The effects of emotional states and traits on time perception.

Brain Inform 2018 Aug 20;5(2). Epub 2018 Aug 20.

Department of Psychology, Rawl Building, East Carolina University, Greenville, NC, 27858, USA.

Background: Models of time perception share an element of scalar expectancy theory known as the internal clock, containing specific mechanisms by which the brain is able to experience time passing and function effectively. A debate exists about whether to treat factors that influence these internal clock mechanisms (e.g., emotion, personality, executive functions, and related neurophysiological components) as arousal- or attentional-based factors.

Purpose: This study investigated behavioral and neurophysiological responses to an affective time perception Go/NoGo task, taking into account the behavioral inhibition (BIS) and behavioral activation systems (BASs), which are components of reinforcement sensitivity theory.

Methods: After completion of self-report inventories assessing personality traits, electroencephalogram (EEG/ERP) and behavioral recordings of 32 women and 13 men recruited from introductory psychology classes were completed during an affective time perception Go/NoGo task.
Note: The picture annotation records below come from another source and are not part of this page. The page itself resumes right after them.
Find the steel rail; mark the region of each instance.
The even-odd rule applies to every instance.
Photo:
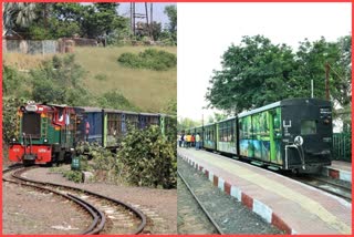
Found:
[[[192,192],[192,189],[190,188],[190,186],[188,185],[188,183],[186,182],[186,179],[184,178],[184,176],[180,174],[179,171],[177,171],[178,176],[180,177],[180,179],[184,182],[184,184],[186,185],[186,187],[188,188],[189,193],[191,194],[191,196],[196,199],[196,202],[198,203],[198,205],[200,206],[200,208],[202,209],[202,212],[206,214],[206,216],[208,217],[208,219],[210,220],[210,223],[214,225],[214,227],[216,228],[216,230],[218,231],[218,234],[220,235],[225,235],[225,233],[221,230],[221,228],[219,227],[219,225],[212,219],[212,217],[210,216],[210,214],[208,213],[208,210],[202,206],[201,202],[199,200],[199,198],[197,197],[197,195]]]
[[[81,231],[79,235],[98,234],[103,229],[103,227],[101,227],[101,226],[104,226],[105,217],[102,218],[102,216],[101,216],[101,221],[98,224],[100,217],[96,214],[96,213],[102,214],[101,210],[96,209],[94,206],[90,205],[88,203],[86,203],[85,200],[83,200],[83,199],[81,199],[79,197],[75,197],[73,195],[62,194],[60,192],[56,192],[56,190],[53,190],[53,189],[50,189],[50,188],[46,188],[46,187],[42,187],[42,186],[39,186],[39,185],[34,185],[34,184],[27,184],[24,182],[10,181],[10,179],[4,178],[4,177],[2,177],[2,181],[8,182],[8,183],[12,183],[12,184],[17,184],[17,185],[20,185],[20,186],[23,185],[23,186],[28,186],[28,187],[32,187],[32,188],[37,188],[37,189],[41,189],[41,190],[44,190],[44,192],[50,192],[50,193],[56,194],[56,195],[62,196],[62,197],[64,197],[64,198],[66,198],[69,200],[74,202],[76,205],[79,205],[80,207],[85,209],[92,216],[93,221],[85,230]],[[96,228],[96,226],[97,226],[97,228]]]
[[[23,173],[23,172],[24,171],[21,169],[21,171],[14,172],[14,174],[20,174],[20,173]],[[86,189],[83,189],[83,188],[72,187],[72,186],[69,186],[69,185],[60,185],[60,184],[50,183],[50,182],[33,181],[33,179],[30,179],[30,178],[25,178],[25,177],[23,177],[21,175],[18,175],[17,178],[19,178],[19,179],[21,179],[23,182],[41,184],[41,185],[46,185],[46,186],[64,187],[64,188],[67,188],[67,189],[86,193],[86,194],[90,194],[90,195],[93,195],[93,196],[96,196],[96,197],[100,197],[100,198],[104,198],[104,199],[111,200],[112,203],[118,204],[121,206],[124,206],[126,209],[132,210],[140,219],[140,225],[135,229],[135,231],[132,233],[133,235],[140,234],[144,230],[144,228],[145,228],[145,226],[147,224],[146,216],[139,209],[137,209],[137,208],[135,208],[135,207],[131,206],[129,204],[126,204],[126,203],[124,203],[122,200],[118,200],[118,199],[115,199],[115,198],[112,198],[112,197],[107,197],[107,196],[104,196],[104,195],[101,195],[101,194],[97,194],[97,193],[94,193],[94,192],[91,192],[91,190],[86,190]]]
This task required participants to respond (Go) and inhibit (NoGo) to positive and negative affective visual stimuli of various durations in comparison to a standard duration.

Results: Higher BAS scores (especially BAS Drive) were associated with overestimation bias scores for positive stimuli, while BIS scores were not correlated with overestimation bias scores. Furthermore, higher BIS Total scores were associated with higher N2d amplitudes during positive stimulus presentation for 280 ms, while higher BAS Total scores were associated with higher N2d amplitudes during negative stimuli presentation for 910 ms.

Discussion: Findings are discussed in terms of arousal-based models of time perception, and suggestions for future research are considered.